Question

The tibia bone in the lower leg of an adult human will break if the compressive force on it exceeds about 4×105N (we assume that the ankle is pushing up). Suppose that someone step off a chair that is 0.40 m above the floor. If landing stiff-legged on the surface below, what minimum stopping distance does he need to avoid breaking his tibias? Assume that the mass of the person is 64 kg

Answer 1

Distance = 6.27 x 10⁻⁴m

Step-by-step explanation:

The speed just before hitting the ground may be expressed as

v = √2gh, where g is the acceleration due to gravity and h is the height

v = √(2 x 9.81 x 0.4) = 2.8 m/s

Using the work -energy theorem, we know that any work done on the object produces a change of kinetic energy in the object.

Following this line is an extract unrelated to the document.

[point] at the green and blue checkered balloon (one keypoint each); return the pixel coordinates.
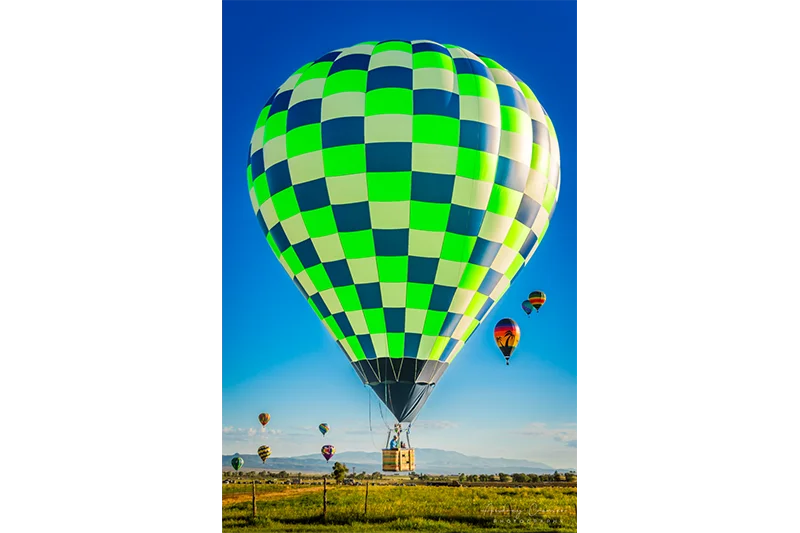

Hence

Net Work = Final Kinetic Energy - Initial Kinetic Energy

The initial condition is stationary hence the initial Kinetic Energy = 0

Net Work may be written as

Net Work = Force x Distance = Final Kinetic Energy

4 x 10⁵ x d = (1/2) x mass x velocity²

d = {(1/2) x 64 x 2.8²}/(4 x 10⁵) = 6.27 x 10⁻⁴m

6.27 x 10⁻⁴m is the minimum stopping distance to avoid breaking his tibias.